My Better Life - Page 6

Tanner sniffs and wipes the back of his hand across his nose. He looks to his brother. Elijah, being ten to Tanner’s nine, is the leader. With his okay, Tanner nods.

“Cause…See…I was testing out my robotic arm egg collectin’ system, the eggs came down the chute, and the arm, it’s like that claw in the toy machine, ’cept it actually grabs the eggs, it doesn’t rip you off, and then the pulley was supposed to open the gate just enough to drop the egg in the basket, but Billy snuck through the opening cause he doesn’t have bones, he’s liquid, and he knocked the basket over, and all the eggs got cracked, so Elijah and I were getting the eggs, and Billy ran past, and Shay was pushing the front door open with her head to see what the noise was about, because she’s curious since she’s a cat, and Billy ran past her, and then…” He stops talking when Elijah elbows him.

I’m beginning to see exactly what happened. Tanner looks exceptionally proud, even though there’s a rooster on our breakfast table and all our fresh eggs are cracked, so I expect his pulley robot thingy worked. Granny Allwright keeps giving him metal scraps from the junk yard, and he keeps building more and more contraptions.

“Good job on the robotic arm.”

Tanner and Elijah grin.

Billy clucks. I lunge forward, swipe him off the table in one quick grasp. He pecks me, a quick, hard hit against the bare skin of my arm and I bite my tongue at the painful sting. That’s gonna bruise. He flaps and squawks and wriggles, like he’s in a fight to the death. I hold his wings down at his sides and press him against my body, trying to limit his movements.

“Settle down. I’m not gonna eat you. Today. Ornery old coot.”

“She got him!”

Tanner and Elijah let out a loud cheer and Shay meows her approval, hopping up on a chair to have a look. The boys lead the way, Shay follows on all fours, and in the backyard, we close Billy back in the coop with the hens.

Down the mountain, I hear the rumble of the school bus. Sound travels here—you can hear Granny Allwright singing in her garden in the mornings even though she lives two miles up the mountain—but by the sound, I know the bus is only a few minutes down the road.

“The bus! Shovel that breakfast in, get your backpacks, and your shoes, and—”

The kids take off, even Shay forgets to be a cat and runs after her brothers. When I make it to the kitchen, breakfast is already gone. Oatmeal is smeared on Shay’s face. I wipe her red cheeks and kiss her on the nose.

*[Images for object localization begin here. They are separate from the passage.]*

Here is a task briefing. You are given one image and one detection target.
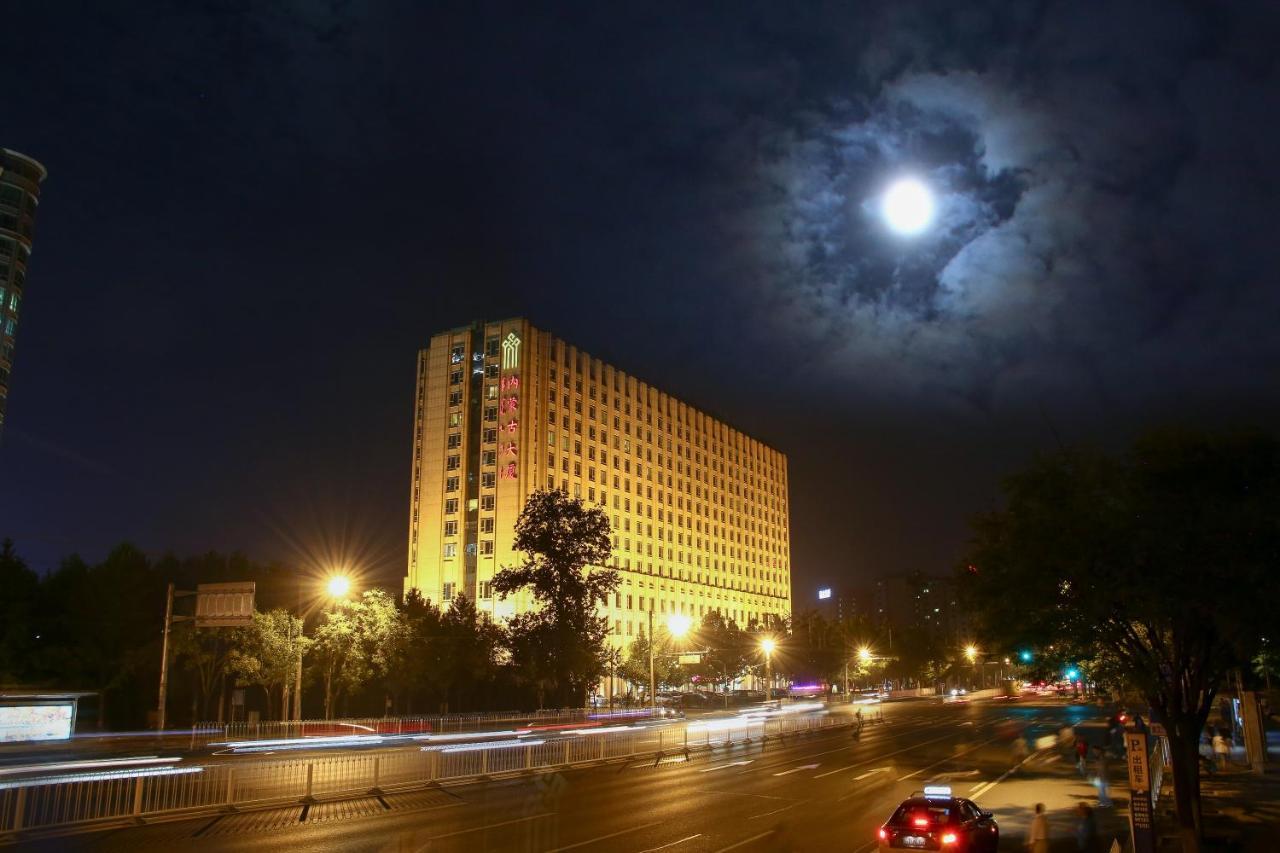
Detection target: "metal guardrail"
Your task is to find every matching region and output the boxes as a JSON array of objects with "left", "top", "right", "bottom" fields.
[
  {"left": 1, "top": 711, "right": 848, "bottom": 840},
  {"left": 188, "top": 708, "right": 606, "bottom": 746}
]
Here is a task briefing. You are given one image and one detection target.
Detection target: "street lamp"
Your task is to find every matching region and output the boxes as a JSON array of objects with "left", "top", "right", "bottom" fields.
[
  {"left": 761, "top": 637, "right": 777, "bottom": 705},
  {"left": 649, "top": 610, "right": 692, "bottom": 713},
  {"left": 326, "top": 574, "right": 351, "bottom": 599},
  {"left": 858, "top": 646, "right": 873, "bottom": 665}
]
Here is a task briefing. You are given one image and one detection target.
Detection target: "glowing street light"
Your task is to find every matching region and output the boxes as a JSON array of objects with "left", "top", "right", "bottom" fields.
[
  {"left": 760, "top": 637, "right": 777, "bottom": 706},
  {"left": 881, "top": 176, "right": 935, "bottom": 235},
  {"left": 858, "top": 646, "right": 874, "bottom": 664},
  {"left": 667, "top": 614, "right": 692, "bottom": 638},
  {"left": 326, "top": 575, "right": 351, "bottom": 599},
  {"left": 964, "top": 644, "right": 978, "bottom": 663}
]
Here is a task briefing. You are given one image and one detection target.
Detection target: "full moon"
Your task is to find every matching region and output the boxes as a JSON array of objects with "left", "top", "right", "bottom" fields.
[{"left": 881, "top": 177, "right": 935, "bottom": 235}]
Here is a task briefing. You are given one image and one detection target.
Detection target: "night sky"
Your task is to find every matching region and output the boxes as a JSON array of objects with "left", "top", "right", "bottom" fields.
[{"left": 4, "top": 2, "right": 1279, "bottom": 599}]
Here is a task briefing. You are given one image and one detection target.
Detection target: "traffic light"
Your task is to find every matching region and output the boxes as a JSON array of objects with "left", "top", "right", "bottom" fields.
[
  {"left": 1065, "top": 667, "right": 1080, "bottom": 681},
  {"left": 1018, "top": 650, "right": 1033, "bottom": 663}
]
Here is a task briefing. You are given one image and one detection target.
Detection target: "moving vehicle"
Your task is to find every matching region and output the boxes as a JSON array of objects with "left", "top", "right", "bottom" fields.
[{"left": 876, "top": 786, "right": 999, "bottom": 851}]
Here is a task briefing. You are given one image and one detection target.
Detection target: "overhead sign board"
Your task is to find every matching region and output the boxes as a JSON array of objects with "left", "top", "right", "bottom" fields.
[
  {"left": 817, "top": 588, "right": 832, "bottom": 600},
  {"left": 195, "top": 582, "right": 256, "bottom": 627},
  {"left": 678, "top": 653, "right": 703, "bottom": 665}
]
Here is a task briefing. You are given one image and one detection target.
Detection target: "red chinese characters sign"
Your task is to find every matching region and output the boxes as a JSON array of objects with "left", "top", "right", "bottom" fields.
[{"left": 499, "top": 349, "right": 520, "bottom": 479}]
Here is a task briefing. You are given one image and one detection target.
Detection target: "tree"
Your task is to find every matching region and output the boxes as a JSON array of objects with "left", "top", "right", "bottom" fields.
[
  {"left": 961, "top": 429, "right": 1280, "bottom": 852},
  {"left": 172, "top": 624, "right": 235, "bottom": 721},
  {"left": 493, "top": 489, "right": 618, "bottom": 707},
  {"left": 0, "top": 539, "right": 39, "bottom": 683},
  {"left": 693, "top": 611, "right": 750, "bottom": 702},
  {"left": 619, "top": 625, "right": 684, "bottom": 696},
  {"left": 309, "top": 589, "right": 401, "bottom": 718},
  {"left": 227, "top": 609, "right": 308, "bottom": 721}
]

Tanner and Elijah race through the kitchen, hopping into their shoes. There’s a hole in Elijah’s left shoe, right at the tip, and I see his white sock poking through. The bus honks. It’s at the end of the drive.

“Bye Mom!”

“Bye!”

“Love you!”

They run out the door, Elijah the fastest, Tanner right after him, and Shay’s little legs spinning wildly to keep up, her hand-me-down blue camo backpack thumping against her back. I glance around the kitchen, at the dirty dishes, the spilled oatmeal and milk, and the feathers and dust motes still floating in the breeze from the opening and slamming front door. The kitchen may smell comforting, and you might be tempted to relax, but it’s an illusion. This place is the eye of the hurricane, the deceptive quiet between the chaos of the past and the chaos of the future.

I sigh at the mess and think, someday, someday I’ll have a moment to give it a good clean. I’ll have a minute to fix the faucet that shoots jets of water every which way when you turn it too far to the left. I’ll tighten the loose knobs on the cupboards. I’ll get a stove that doesn’t need me to light the pilot light every time I cook. I’ll mend the torn screen in the windows. Then I’ll move on to the rest of the house. Fix all the things. Someday.

But not today.

The whooshing of the airbrakes on the bus hisses and the door closes. I wave from the kitchen window, as the yellow bus pulls down the road. I can barely make out Shay’s pigtails, or as she calls them, cat ears, as she climbs into the front seat. Tanner and Elijah run toward the back.

I rub a hand down my face and consider a shower.

But the kitchen clock reminds me that I don’t have time. I have to get the sculpture over to Gavin Williams’ cabin before his fiancée or wife or whatever she is arrives. His directions were clear in his email. Deliver the sculpture this morning before ten a.m.

Leave without disturbing the house or the occupants.

Payment upon delivery.

For that kind of money, I’ll follow his directions to the letter. Even if it means I’m dressed in dirty overalls, covered in chicken feathers, and I smell like chicken poop, scratch seeds, smoke, and oats.

I shrug. Bobby would’ve told me chicken poop is nature’s finest beauty treatment. I’ll go with that.

Besides, today is the first day of the rest of my life. And from here on out, it’s going to be a good one.